Kieran pulled out his chair and sat with the rest of his family while Eileen dished out the stew and Ryder passed around the warm biscuits and butter.
“It’s my quilting night,” Eileen said. “Anya will heat up some stew for Saetien after you bring her back from Butler’s, but you might as well have your supper with us.”
“Aye,” Kieran replied. He buttered a biscuit, then stared at it.
“Trouble?” Kildare asked.
Kieran sighed. “Brenda wasn’t always easy to live with when she was in that stage of growing up, but you knew who you were dealing with. Saetien?”
“She came here impatient for answers, thinking the answers would be simple to obtain just because she wanted them,” Eileen said. “She didn’t expect to have answers doled out by someone she couldn’t impress with anything but intelligence and good manners.”
“Butler dealt with unruly witches as a service to Queens and courts for a lot of years,” Kieran said.
Kildare drank some ale, then wagged a finger at his sons. “When I was around your age, there was a filly here who was the most fractious witch I’d ever met. Excellent bloodlines, and her dam was patient and sweet tempered, but the filly took against us almost from the moment she was born. My father tried to work with her, teach her. The sister of mine who also worked with the horses tried to connect with her. I tried. All we got were kicks and squeals and carrying on. Oh, she was smart and she paid attention when we started showing the foals basic Craft and teaching them the rest of what they needed to learn to live around humans, but she just banged around the pastures, and short of tossing her out, which would have been unforgivable in the eyes of all the kindred horses, we spent a couple of years clashing with her while we tried to figure out how to work with her.
“Then one day Lord Donal, a friend of mine, came to visit. His family had a few kindred horses, and they were open to sharing their land with a few more. Well, the filly heard his voice, and something inside her just settled. She trotted up to him, and that was that. Everything we had tried to teach her, everything she had refused to do? Donal showed her a bit of Craft or indicated by some praise or a cool look what he expected, and didn’t she do it? It was like he was dealing with a different horse. And in a way, that was true. Something in him brought out the best in her. She went with him and was with him the rest of her life.” Kildare shook his head and went back to eating his stew.

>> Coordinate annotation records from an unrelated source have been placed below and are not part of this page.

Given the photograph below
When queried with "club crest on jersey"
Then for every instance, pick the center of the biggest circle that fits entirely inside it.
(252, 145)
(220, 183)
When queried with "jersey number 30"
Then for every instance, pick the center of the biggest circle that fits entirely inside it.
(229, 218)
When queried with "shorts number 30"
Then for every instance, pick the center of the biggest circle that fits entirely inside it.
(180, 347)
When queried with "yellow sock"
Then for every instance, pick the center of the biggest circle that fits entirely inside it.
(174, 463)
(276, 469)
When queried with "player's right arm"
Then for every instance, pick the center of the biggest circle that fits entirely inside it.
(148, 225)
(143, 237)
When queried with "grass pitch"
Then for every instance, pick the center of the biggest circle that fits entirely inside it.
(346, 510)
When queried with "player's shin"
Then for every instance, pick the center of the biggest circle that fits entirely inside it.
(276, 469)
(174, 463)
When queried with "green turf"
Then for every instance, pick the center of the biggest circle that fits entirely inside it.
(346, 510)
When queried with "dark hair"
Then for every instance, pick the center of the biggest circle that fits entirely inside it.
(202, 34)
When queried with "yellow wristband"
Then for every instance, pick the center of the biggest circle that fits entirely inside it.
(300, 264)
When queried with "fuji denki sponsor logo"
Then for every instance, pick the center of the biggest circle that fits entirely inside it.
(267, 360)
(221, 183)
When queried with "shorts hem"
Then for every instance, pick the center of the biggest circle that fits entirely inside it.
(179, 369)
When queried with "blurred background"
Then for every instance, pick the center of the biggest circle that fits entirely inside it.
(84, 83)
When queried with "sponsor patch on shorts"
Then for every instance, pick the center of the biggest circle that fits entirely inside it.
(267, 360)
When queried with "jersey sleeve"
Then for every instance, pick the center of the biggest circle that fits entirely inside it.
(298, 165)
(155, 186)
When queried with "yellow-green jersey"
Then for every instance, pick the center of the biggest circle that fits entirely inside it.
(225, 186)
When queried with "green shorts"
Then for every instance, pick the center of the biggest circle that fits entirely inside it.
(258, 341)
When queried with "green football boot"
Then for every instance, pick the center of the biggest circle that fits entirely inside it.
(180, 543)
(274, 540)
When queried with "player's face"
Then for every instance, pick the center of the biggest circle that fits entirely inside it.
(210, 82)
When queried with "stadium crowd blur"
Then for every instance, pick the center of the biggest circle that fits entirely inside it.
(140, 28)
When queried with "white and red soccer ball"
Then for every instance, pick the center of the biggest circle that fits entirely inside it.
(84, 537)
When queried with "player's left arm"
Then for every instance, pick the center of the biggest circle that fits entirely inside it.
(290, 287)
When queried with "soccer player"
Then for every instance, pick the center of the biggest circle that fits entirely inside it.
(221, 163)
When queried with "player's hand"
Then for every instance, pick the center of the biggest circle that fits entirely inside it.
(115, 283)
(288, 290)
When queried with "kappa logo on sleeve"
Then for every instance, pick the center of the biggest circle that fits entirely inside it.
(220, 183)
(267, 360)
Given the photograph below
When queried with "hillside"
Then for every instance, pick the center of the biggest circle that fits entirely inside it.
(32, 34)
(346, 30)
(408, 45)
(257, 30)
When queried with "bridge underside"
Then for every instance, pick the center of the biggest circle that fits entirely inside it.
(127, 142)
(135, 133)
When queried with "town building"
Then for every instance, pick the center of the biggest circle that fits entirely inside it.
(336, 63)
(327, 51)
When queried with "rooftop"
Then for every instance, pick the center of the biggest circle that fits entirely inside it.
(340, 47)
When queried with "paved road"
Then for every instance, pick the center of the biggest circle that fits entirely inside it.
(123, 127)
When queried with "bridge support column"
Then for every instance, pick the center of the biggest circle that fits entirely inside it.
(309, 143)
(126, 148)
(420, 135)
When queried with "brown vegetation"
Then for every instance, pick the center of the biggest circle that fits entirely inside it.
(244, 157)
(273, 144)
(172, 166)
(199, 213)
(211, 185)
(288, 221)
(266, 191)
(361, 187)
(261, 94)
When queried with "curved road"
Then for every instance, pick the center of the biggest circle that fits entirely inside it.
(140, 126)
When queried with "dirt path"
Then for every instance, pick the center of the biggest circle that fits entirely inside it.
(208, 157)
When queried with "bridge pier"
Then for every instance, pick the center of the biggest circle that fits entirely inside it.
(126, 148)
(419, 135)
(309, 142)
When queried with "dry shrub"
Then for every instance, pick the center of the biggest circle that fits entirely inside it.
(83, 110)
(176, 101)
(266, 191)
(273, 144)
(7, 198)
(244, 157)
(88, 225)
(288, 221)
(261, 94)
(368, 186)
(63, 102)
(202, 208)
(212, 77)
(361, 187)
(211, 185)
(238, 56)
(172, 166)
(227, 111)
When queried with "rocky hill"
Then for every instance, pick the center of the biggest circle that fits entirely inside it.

Kieran thought about the story while they had supper. He thought about it while he read a few letters and requests.
Even now, here in Maghre, people turned a blind eye to the fact that Daemon Sadi was the High Lord of Hell. Here he was the Warlord Prince who helped run the Sceltie school in memory of the Queen who had been his wife and the love of his life.
Here in Maghre, Saetien was a girl staying with Kieran’s family while she followed a heart quest. Here she could put aside the heavy burden of being the High Lord’s daughter.
Was that the reason they were seeing a fractious girl blooming into a caring young woman? Or was Saetien like the filly in Kildare’s story, finally hearing a voice that could reach the core of who she was?
Saetien felt relieved that Kieran didn’t need to fill the silence with useless words. Not that talk about people and the village and books and all sorts of things was useless, but her head was so full of thoughts that she just didn’t have room for more. Not tonight.
She appreciated the punch-in-the-gut sensation of seeing Witch for the first time. She could easily imagine Wilhelmina Benedict, who had come to Kaeleer expecting to find the sister she remembered, facing the living myth because Alexandra had prodded her to demand to see her sister’s true Self.
How much anger had she felt because she’d turned away from her human family and sided with something that was so clearly not fully human? How much guilt did Wilhelmina carry because the monster she couldn’t accept had still loved her enough to try to protect her one last time?
“Are there . . . ?” she began, then stopped, uncertain what to ask.
“Are there . . . ?” Kieran repeated. Kindly, not mocking.
“Are there any histories about Scelt during the time of the war or the years just after?”
A thoughtful silence before Kieran said, “Scholars wrote about those years, although they were looking at it from the outside, so to speak, because some things were not shared. If you’re looking for the personal in Maghre, the family has journals left by Lady Morghann and Lord Khardeen. Khardeen wasn’t much for putting down his thoughts, so most of what we know about our family history during that time comes from Morghann. Even with preservation spells, the journals have become fragile and can’t leave the house. But you’re welcome to read them.”
“Thank you.”
Saetien ate her supper alone. By the time she’d finished, Kieran had located the journals and left them on the library table for her. She turned up the lamp on the table, then hesitated to open the first journal.
Did she want to know? So far in the telling, Wilhelmina Benedict wasn’t the heroine of the story, but she wasn’t the villain either. She was just a woman struggling to make a new life in a place where she didn’t fit in.
But Lady Morghann had been Jaenelle Angelline’s good friend. What would she say about Wilhelmina? And what would Morghann say about the Queen whom Saetien had seen as some kind of rival when she wasn’t trying to ignore Jaenelle’s existence?
Saetien hesitated a moment longer, then opened the cover of the first journal.